Theory of the thermoelectricity of intermetallic compounds with Ce or Yb ions

TL;DR

This paper models the thermoelectric properties of Ce and Yb intermetallic compounds using the Anderson model, successfully explaining experimental thermopower features and pressure effects through a detailed theoretical approach.

Contribution

It introduces a comprehensive Anderson model analysis that accounts for crystal-field splitting and Coulomb repulsion, accurately reproducing thermoelectric behavior and phase diagrams of Ce and Yb intermetallics.

Findings

Thermopower features match experimental observations.

Pressure influences energy scales and phase transitions.

Model explains temperature, pressure, and doping effects on transport properties.

Abstract

The thermoelectric properties of intermetallic compounds with Ce or Yb ions are explained by the single-impurity Anderson model which takes into account the crystal-field splitting of the 4{\it f} ground-state multiplet, and assumes a strong Coulomb repulsion which restricts the number of {\it f} electrons or {\it f} holes to $n_f\leq 1$ for Ce and $n_f^{hole}\leq 1$ for Yb ions.

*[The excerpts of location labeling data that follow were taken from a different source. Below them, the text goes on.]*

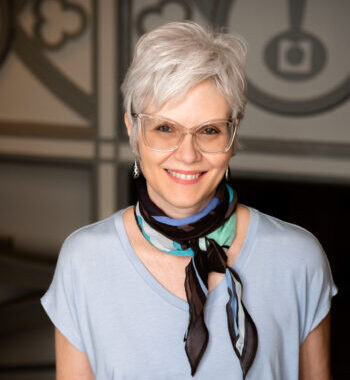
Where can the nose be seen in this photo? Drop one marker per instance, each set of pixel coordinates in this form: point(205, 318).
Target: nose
point(187, 151)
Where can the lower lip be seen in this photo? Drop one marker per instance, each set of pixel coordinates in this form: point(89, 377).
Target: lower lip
point(185, 181)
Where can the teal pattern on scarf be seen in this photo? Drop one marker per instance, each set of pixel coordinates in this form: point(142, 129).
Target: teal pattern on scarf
point(205, 238)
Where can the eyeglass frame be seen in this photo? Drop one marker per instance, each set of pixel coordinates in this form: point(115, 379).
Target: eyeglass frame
point(233, 122)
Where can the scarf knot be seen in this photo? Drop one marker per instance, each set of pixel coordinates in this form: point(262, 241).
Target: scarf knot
point(206, 238)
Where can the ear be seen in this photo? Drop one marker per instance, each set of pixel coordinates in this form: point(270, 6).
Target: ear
point(128, 123)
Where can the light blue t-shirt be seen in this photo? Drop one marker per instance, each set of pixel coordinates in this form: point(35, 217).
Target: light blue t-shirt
point(109, 306)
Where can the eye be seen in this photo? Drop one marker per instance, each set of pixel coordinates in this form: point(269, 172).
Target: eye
point(165, 128)
point(209, 130)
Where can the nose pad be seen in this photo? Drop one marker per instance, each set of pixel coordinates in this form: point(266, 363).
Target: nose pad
point(188, 150)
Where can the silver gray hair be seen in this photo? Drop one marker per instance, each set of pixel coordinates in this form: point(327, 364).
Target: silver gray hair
point(175, 57)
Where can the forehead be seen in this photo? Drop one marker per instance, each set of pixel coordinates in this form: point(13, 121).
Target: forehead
point(201, 103)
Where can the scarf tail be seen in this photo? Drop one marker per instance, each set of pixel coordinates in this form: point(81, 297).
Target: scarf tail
point(197, 334)
point(242, 330)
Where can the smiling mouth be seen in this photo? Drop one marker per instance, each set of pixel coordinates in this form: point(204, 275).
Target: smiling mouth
point(186, 177)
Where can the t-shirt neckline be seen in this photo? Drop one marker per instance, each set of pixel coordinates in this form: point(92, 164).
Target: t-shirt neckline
point(164, 293)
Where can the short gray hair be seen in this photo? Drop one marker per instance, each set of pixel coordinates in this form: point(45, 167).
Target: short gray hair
point(173, 58)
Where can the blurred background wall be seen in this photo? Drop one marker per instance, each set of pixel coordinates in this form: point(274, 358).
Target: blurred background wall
point(65, 159)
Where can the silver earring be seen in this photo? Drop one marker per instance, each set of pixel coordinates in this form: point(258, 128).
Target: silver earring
point(136, 170)
point(228, 174)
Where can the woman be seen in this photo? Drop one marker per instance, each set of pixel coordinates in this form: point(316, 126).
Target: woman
point(189, 283)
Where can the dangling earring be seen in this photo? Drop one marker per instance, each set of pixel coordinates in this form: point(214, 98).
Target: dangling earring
point(136, 170)
point(228, 174)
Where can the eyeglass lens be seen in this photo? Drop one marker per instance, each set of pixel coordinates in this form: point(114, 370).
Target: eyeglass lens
point(211, 137)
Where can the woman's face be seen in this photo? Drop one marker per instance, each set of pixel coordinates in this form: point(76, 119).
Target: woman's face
point(179, 197)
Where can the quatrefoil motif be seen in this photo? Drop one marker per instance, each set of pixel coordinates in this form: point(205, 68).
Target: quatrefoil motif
point(57, 22)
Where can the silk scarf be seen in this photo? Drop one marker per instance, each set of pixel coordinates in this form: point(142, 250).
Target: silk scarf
point(205, 237)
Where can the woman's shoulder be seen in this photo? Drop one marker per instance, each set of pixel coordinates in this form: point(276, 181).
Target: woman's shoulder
point(91, 239)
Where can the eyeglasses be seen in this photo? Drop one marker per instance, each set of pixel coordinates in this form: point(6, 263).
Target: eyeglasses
point(165, 135)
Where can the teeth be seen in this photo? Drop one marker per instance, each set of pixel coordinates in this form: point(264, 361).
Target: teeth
point(184, 176)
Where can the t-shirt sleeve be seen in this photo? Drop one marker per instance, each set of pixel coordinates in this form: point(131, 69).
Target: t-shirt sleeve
point(319, 289)
point(60, 299)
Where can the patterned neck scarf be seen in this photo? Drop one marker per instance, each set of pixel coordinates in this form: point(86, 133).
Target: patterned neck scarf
point(205, 237)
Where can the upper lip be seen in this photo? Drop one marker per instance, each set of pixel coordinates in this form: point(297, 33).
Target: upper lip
point(189, 172)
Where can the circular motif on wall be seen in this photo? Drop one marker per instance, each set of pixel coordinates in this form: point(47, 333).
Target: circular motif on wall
point(298, 64)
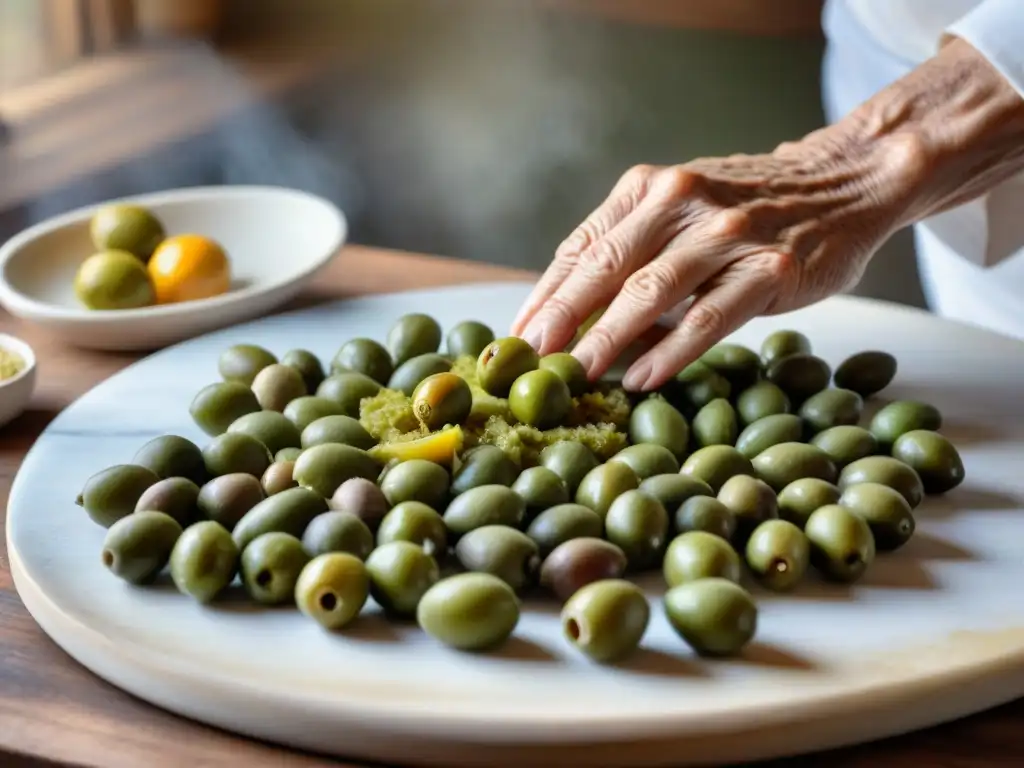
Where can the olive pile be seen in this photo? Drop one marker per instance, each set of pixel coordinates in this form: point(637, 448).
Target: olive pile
point(748, 466)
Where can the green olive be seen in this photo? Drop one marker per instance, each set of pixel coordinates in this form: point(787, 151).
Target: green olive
point(136, 548)
point(175, 497)
point(270, 565)
point(752, 502)
point(308, 366)
point(504, 360)
point(342, 430)
point(469, 611)
point(112, 281)
point(715, 424)
point(124, 226)
point(656, 422)
point(416, 480)
point(172, 456)
point(739, 365)
point(279, 476)
point(885, 511)
point(800, 376)
point(484, 505)
point(540, 398)
point(716, 464)
point(411, 373)
point(715, 616)
point(648, 460)
point(365, 356)
point(569, 370)
point(540, 488)
point(235, 452)
point(483, 465)
point(832, 408)
point(781, 464)
point(846, 443)
point(771, 430)
point(332, 589)
point(441, 399)
point(570, 461)
point(604, 483)
point(288, 455)
point(242, 363)
point(304, 411)
point(606, 620)
point(778, 554)
point(563, 522)
point(697, 554)
point(228, 498)
point(761, 399)
point(933, 457)
point(288, 512)
point(347, 391)
point(324, 468)
point(204, 561)
point(866, 373)
point(577, 562)
point(886, 471)
point(801, 498)
point(399, 574)
point(272, 429)
point(783, 344)
point(468, 339)
point(842, 543)
point(705, 513)
point(696, 385)
point(413, 335)
point(638, 524)
point(501, 551)
point(901, 417)
point(415, 522)
point(216, 407)
point(338, 531)
point(276, 385)
point(364, 499)
point(674, 489)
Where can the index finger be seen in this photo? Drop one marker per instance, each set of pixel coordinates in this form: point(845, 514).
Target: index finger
point(623, 199)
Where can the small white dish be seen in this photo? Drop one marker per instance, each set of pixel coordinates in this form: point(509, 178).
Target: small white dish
point(15, 392)
point(276, 239)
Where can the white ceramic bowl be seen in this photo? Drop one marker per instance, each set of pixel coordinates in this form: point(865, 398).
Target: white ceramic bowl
point(276, 239)
point(16, 391)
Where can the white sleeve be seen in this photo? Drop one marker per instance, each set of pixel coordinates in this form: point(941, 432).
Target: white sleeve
point(989, 230)
point(995, 28)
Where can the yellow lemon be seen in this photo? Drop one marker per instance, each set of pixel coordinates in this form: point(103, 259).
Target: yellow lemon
point(187, 267)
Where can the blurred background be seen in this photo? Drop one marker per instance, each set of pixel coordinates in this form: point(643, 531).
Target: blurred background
point(480, 129)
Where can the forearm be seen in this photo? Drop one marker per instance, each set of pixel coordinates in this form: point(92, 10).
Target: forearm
point(947, 133)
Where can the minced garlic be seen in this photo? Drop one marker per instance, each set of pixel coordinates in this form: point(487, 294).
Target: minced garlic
point(11, 364)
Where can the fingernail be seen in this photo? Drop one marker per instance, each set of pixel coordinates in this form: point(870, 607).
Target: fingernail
point(586, 358)
point(637, 377)
point(534, 336)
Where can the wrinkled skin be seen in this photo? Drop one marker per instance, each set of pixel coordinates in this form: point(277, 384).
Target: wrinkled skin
point(716, 242)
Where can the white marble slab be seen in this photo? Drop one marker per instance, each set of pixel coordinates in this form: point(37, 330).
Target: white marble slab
point(934, 632)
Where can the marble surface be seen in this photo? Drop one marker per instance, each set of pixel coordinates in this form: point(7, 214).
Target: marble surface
point(933, 632)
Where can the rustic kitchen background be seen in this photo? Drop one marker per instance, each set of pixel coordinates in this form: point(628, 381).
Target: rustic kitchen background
point(482, 129)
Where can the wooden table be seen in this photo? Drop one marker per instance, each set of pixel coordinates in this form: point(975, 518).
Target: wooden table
point(54, 712)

Using the non-crossing approximation and imposing the charge neutrality constraint on the local scattering problem at each temperature and pressure, the excitation spectrum and the transport coefficients of the model are obtained. The thermopower calculated in such a way exhibits all the characteristic features observed in Ce and Yb intermetallics. Calculating the effect of pressure on various characteristic energy scales of the model, we obtain the $(T,p)$ phase diagram which agrees with the experimental data on CeRu$_{2}$Si$_2$, CeCu$_{2}$Si$_2$, CePd$_{2}$Si$_2$, and similar compounds. The evolution of the thermopower and the electrical resistance as a function of temperature, pressure or doping is explained in terms of the crossovers between various fixed points of the model and the redistribution of the single-particle spectral weight within the Fermi window.